The Bonny Doon Ceci n’est pas un Carignan (#13) was“Dark, porty with liquorice aromas and a chunky bitter chocolate flavour with heavy fruit and gutsy tannins” and I thought it was outstanding, though not outstanding enough to write down the vintage!  Another Randall Grahm offering was the Ptomaine des Blagueurs (#14), a wine that he made in France, that was super and gave you a Bonny Doon-esque wine for less than a tenner.

But the wine that stays in my mind the longest, was Kiwi Cuvee Sauvignon Blanc (#15).  Aside from the fact that it was a great French Sauvignon Blanc for less than a fiver, Kiwi Cuvee caused the New Zealand winemakers to throw a major strop because they thought that the word ‘Kiwi’ would confuse customers into thinking that this wine was from New Zealand – despite the fact that it was firmly placed in the French section of our shelves.  The wine was made by a Kiwi, Rhyan Wardmann, was very new world in taste, and appearance, and offered a damn good Sauvignon for half the price of a New Zealand wine.  It was replaced by the slightly inferior Smoking Parrot Sauvignon Blanc, which was in itself controversial as I was asked if it promoted setting birds on fire.  As was usual with the marketing department of Oddbins, we were never explained the reason this was called Smoking Parrot, but apparently (according to www.winelabels.org) it was because another name for a parrot is ‘Polly’ (see Monty Python’s dead parrot sketch for evidence of this) and Fume is French for ‘smoke’.  Therefore this wine was intended as a substitute for Pouilly Fume…. More cryptic than an episode of 3-2-1 with Dusty Bin.

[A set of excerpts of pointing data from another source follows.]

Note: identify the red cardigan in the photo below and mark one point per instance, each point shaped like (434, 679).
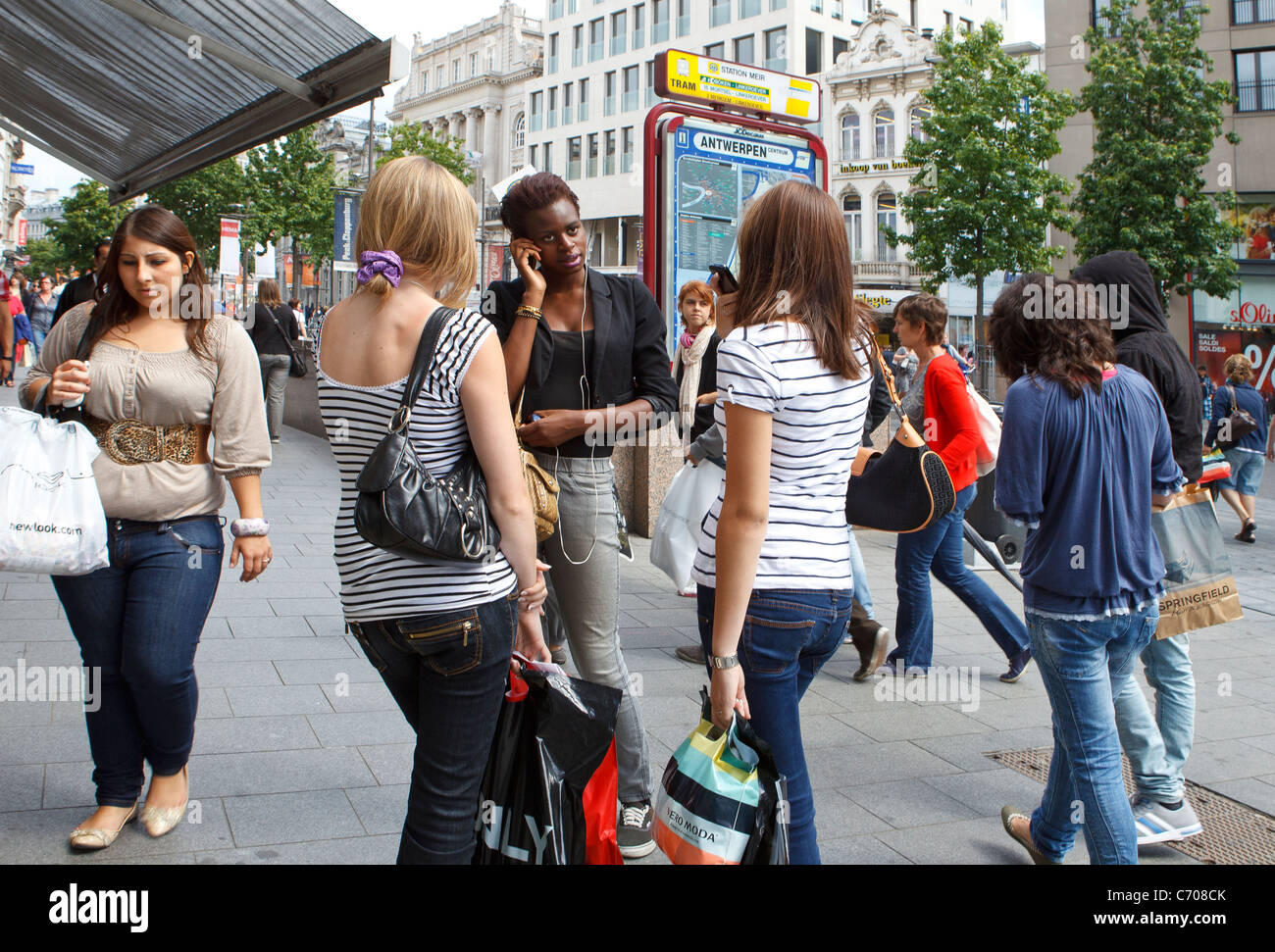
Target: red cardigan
(954, 434)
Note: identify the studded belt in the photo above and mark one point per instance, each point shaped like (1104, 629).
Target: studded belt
(130, 441)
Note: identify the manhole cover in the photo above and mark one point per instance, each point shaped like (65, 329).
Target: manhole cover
(1235, 833)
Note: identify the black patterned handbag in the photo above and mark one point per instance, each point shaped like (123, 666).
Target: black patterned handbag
(904, 488)
(406, 510)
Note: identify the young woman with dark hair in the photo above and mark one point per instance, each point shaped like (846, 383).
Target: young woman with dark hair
(273, 326)
(164, 378)
(939, 407)
(1085, 451)
(586, 356)
(776, 583)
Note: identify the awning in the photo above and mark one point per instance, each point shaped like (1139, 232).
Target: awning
(135, 92)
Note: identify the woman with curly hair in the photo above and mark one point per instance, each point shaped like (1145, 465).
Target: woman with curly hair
(1084, 454)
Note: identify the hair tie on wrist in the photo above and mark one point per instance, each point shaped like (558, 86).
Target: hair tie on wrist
(383, 263)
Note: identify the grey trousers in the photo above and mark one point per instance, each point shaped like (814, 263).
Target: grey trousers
(275, 385)
(589, 598)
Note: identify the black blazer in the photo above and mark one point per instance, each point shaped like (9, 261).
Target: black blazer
(76, 292)
(630, 357)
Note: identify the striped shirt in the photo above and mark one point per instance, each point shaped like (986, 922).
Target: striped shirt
(375, 582)
(816, 428)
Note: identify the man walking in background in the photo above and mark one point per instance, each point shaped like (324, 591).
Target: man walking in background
(83, 288)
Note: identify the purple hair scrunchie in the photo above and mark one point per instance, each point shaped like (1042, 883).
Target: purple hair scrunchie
(381, 263)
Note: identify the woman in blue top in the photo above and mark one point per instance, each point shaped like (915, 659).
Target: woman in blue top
(1246, 455)
(1084, 454)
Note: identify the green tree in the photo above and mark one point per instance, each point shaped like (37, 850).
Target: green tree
(985, 200)
(1155, 120)
(415, 139)
(88, 220)
(46, 258)
(200, 199)
(291, 183)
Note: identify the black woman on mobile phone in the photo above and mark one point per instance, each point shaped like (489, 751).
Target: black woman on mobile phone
(586, 353)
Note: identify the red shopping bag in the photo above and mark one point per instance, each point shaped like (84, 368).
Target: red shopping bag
(599, 813)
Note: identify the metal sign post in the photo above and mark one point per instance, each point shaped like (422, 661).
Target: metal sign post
(704, 162)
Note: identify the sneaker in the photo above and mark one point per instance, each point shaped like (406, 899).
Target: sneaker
(691, 653)
(1021, 835)
(1016, 666)
(634, 835)
(1158, 824)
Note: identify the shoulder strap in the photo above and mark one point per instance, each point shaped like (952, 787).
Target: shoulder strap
(421, 365)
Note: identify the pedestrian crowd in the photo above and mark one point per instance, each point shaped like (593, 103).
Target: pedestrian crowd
(774, 382)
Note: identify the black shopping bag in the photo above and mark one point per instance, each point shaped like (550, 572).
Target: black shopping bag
(552, 734)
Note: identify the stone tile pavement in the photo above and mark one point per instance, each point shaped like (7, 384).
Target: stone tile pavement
(302, 757)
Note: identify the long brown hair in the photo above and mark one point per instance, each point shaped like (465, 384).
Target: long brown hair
(1061, 348)
(115, 306)
(794, 259)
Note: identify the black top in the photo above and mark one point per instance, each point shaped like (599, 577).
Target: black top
(266, 334)
(564, 390)
(708, 383)
(1146, 344)
(76, 292)
(630, 355)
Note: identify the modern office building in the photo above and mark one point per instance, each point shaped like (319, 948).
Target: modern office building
(1240, 36)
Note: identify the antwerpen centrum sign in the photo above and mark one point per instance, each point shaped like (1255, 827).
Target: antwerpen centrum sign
(736, 85)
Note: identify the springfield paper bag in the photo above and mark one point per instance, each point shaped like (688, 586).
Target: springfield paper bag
(1199, 590)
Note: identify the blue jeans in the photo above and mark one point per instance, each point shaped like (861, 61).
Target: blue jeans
(138, 624)
(787, 637)
(859, 577)
(1158, 747)
(1084, 664)
(939, 547)
(449, 682)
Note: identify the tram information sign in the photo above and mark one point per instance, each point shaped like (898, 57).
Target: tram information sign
(736, 85)
(714, 174)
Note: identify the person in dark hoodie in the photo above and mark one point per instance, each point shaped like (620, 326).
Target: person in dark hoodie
(1156, 747)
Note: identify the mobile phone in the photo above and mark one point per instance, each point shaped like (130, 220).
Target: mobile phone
(727, 284)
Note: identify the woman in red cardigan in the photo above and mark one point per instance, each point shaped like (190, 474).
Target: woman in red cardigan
(939, 407)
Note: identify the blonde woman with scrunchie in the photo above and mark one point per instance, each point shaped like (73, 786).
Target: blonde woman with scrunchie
(438, 632)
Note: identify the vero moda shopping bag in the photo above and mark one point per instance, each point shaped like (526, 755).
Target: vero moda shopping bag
(722, 802)
(52, 520)
(548, 794)
(1198, 587)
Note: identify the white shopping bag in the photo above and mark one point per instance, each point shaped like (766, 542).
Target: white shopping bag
(51, 518)
(677, 530)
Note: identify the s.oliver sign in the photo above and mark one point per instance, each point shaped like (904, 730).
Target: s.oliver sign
(1253, 313)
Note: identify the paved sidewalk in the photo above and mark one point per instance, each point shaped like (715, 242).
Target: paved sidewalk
(302, 757)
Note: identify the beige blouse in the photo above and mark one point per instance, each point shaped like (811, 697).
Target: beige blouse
(165, 389)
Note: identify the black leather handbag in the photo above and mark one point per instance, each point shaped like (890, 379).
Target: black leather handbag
(406, 510)
(904, 488)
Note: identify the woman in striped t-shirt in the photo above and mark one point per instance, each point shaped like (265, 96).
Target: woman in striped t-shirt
(438, 632)
(774, 566)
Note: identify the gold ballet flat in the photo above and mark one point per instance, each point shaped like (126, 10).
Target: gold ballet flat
(88, 838)
(162, 820)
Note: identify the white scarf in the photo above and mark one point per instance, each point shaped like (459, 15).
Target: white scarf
(692, 360)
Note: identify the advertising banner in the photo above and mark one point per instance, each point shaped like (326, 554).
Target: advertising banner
(229, 259)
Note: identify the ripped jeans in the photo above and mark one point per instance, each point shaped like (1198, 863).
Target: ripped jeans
(138, 622)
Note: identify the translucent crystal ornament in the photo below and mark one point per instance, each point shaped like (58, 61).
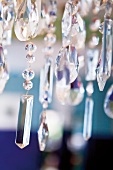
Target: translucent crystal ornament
(92, 56)
(28, 74)
(108, 102)
(78, 32)
(95, 24)
(30, 48)
(46, 82)
(28, 85)
(67, 64)
(75, 93)
(104, 71)
(26, 20)
(24, 121)
(30, 58)
(94, 41)
(66, 24)
(88, 116)
(43, 132)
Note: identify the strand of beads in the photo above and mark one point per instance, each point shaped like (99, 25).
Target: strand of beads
(46, 73)
(26, 101)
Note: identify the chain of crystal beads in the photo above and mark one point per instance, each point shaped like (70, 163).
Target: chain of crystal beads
(46, 73)
(105, 62)
(26, 101)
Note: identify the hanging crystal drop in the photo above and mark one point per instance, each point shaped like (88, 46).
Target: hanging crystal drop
(43, 132)
(75, 93)
(24, 121)
(8, 21)
(66, 24)
(104, 70)
(88, 115)
(26, 20)
(92, 56)
(46, 82)
(108, 102)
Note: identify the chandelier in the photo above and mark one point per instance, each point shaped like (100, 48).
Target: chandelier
(33, 18)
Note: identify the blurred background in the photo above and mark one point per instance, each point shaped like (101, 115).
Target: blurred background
(66, 148)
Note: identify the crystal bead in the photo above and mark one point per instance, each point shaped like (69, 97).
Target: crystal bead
(30, 47)
(30, 58)
(104, 70)
(46, 83)
(28, 74)
(24, 121)
(95, 24)
(108, 102)
(28, 85)
(89, 89)
(88, 116)
(26, 19)
(50, 39)
(91, 62)
(75, 93)
(43, 133)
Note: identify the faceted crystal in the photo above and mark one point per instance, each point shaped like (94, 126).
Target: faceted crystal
(43, 132)
(108, 103)
(24, 121)
(46, 82)
(30, 47)
(28, 74)
(30, 58)
(66, 24)
(88, 115)
(27, 19)
(89, 89)
(104, 71)
(28, 85)
(75, 93)
(91, 64)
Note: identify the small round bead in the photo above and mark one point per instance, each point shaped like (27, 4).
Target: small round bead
(27, 85)
(30, 47)
(30, 58)
(28, 74)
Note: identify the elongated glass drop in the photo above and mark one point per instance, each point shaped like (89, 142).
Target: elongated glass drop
(24, 121)
(27, 19)
(104, 71)
(91, 64)
(88, 115)
(108, 102)
(46, 82)
(43, 132)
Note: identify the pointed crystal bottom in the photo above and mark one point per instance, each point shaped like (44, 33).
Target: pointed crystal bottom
(24, 121)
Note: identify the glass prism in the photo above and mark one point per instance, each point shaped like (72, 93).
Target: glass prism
(24, 121)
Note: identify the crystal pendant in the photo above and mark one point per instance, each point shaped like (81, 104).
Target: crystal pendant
(66, 24)
(46, 82)
(88, 115)
(75, 93)
(43, 132)
(27, 19)
(104, 70)
(78, 32)
(8, 21)
(108, 103)
(24, 121)
(91, 64)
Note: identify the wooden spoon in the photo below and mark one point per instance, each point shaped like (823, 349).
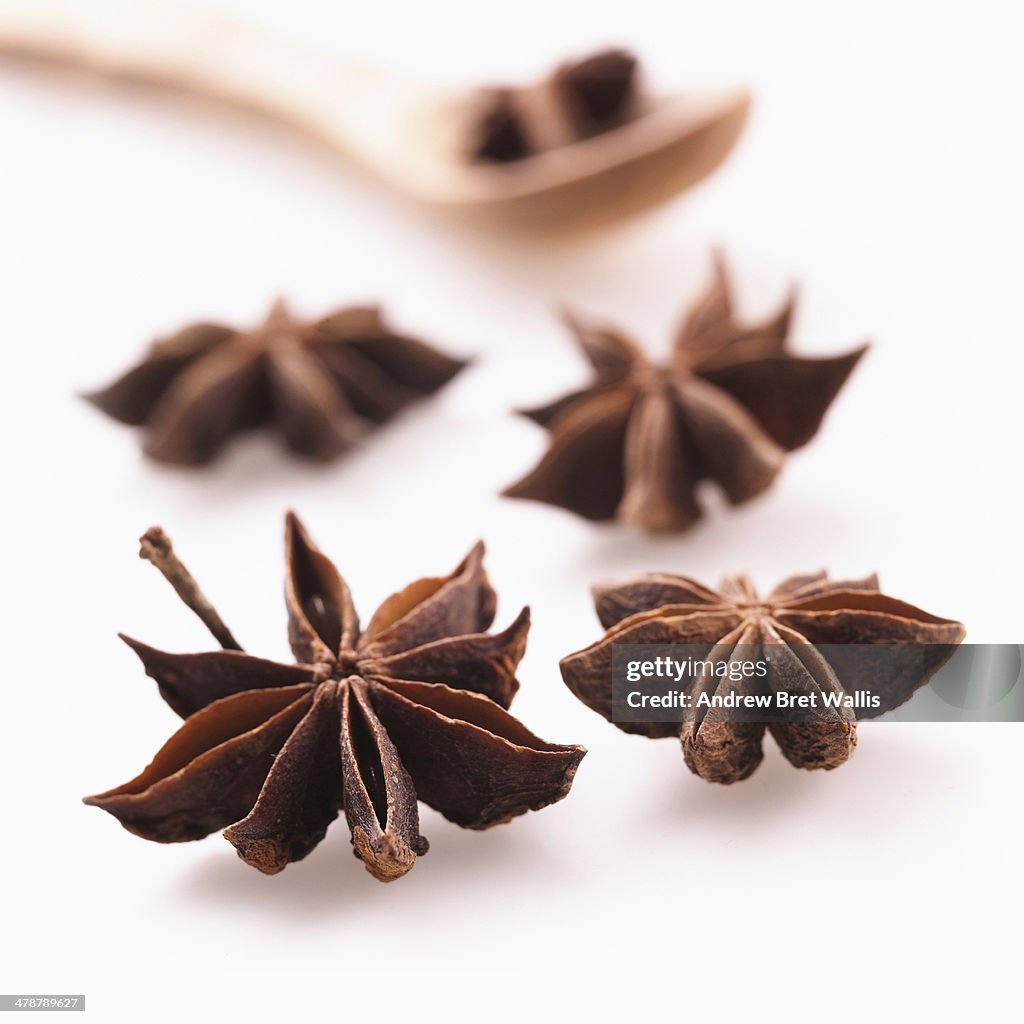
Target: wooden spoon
(410, 135)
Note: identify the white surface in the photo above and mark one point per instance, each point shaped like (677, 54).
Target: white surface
(883, 170)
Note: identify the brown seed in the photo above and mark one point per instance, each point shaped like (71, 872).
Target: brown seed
(368, 721)
(635, 443)
(576, 101)
(321, 385)
(783, 629)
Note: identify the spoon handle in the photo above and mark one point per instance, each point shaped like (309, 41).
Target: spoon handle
(179, 46)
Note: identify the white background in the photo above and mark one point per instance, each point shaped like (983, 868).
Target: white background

In the years since I left Oddbins, there is an increasing number of people who I meet in the trade that cut their teeth with the big O, and everyone who worked there pre-Castel have a soft spot for the company.  I have many fond memories of the customers, the colleagues and, of course, the wines – be them good or bad, and I am exceptionally proud to have been an employee of, what was then, the best multiple outlet high street retailer.  Hopefully its new owners can rekindle that magic.